生野の民話-2-(5月4日)
- 公開日
- 2020/05/04
- 更新日
- 2020/05/04
お知らせ
校長室の本棚の奥に、「生野の民話」というタイトルが付いたコピーの綴りがありました。その中に紹介されている、お話を紹介します。
【翠岩(すいがん)さん】
「郷土のほまれ すいがんの 気高い心 受けついで ま心こめて 学ぶのだ」
東中川小学校の校歌にも歌われている翠岩(すいがん)さんは、中川村のお百姓さんで、住吉屋太郎右(う)衛門(えもん)といい、東中川小学校付近に住んでいました。
昔からこのあたりは土地が低くて、大雨が降ると田畑の作物や家が、水につかり流されたりするのでした。翠岩さんは、自分の財産を投げ出して、川の水が流れやすいように工事をしたり、道や橋をたくさん造りました。その橋の名は、反田(はんだ)の橋、はりの木の橋、念仏(ねんぶつ)橋、宮の下橋、それから、宮口の橋、幸橋、豊年橋、墓の前橋、まだあります。
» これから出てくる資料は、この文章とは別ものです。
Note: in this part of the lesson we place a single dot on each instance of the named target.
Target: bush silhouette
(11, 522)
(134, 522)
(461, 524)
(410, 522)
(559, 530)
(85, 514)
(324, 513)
北の橋、又左衛門の橋、俊徳街道翠(みどり)橋(ばし)など11以上あります。翠岩さんは、多くの田畑を村の人達に寄付して62歳で亡くなられました。
その後は、恵まれた田畑の作物などを、中川村の人達で分け合ってきました。また、東中川小学校へ放送器具や、男女児童の希望像などを作ったり、生野区の19の小学校全部へ、昭和56年6月に多額の図書券を配られました。東桃谷小学校には、「釈(しゃく)翠岩翁(おう)誕生300年記念事業による金10万円也の寄贈本101冊購入、6月30日」と」記録されています。
翠岩さんの誕生300年記念事業として、お墓の前と生野区役所内の空地に立派な記念会館を建設されました。このような翠岩さんの残された財産が、生野区の区民のために生かされていることは、いつまでも、いつまでも偲(しの)ばれるでしょう。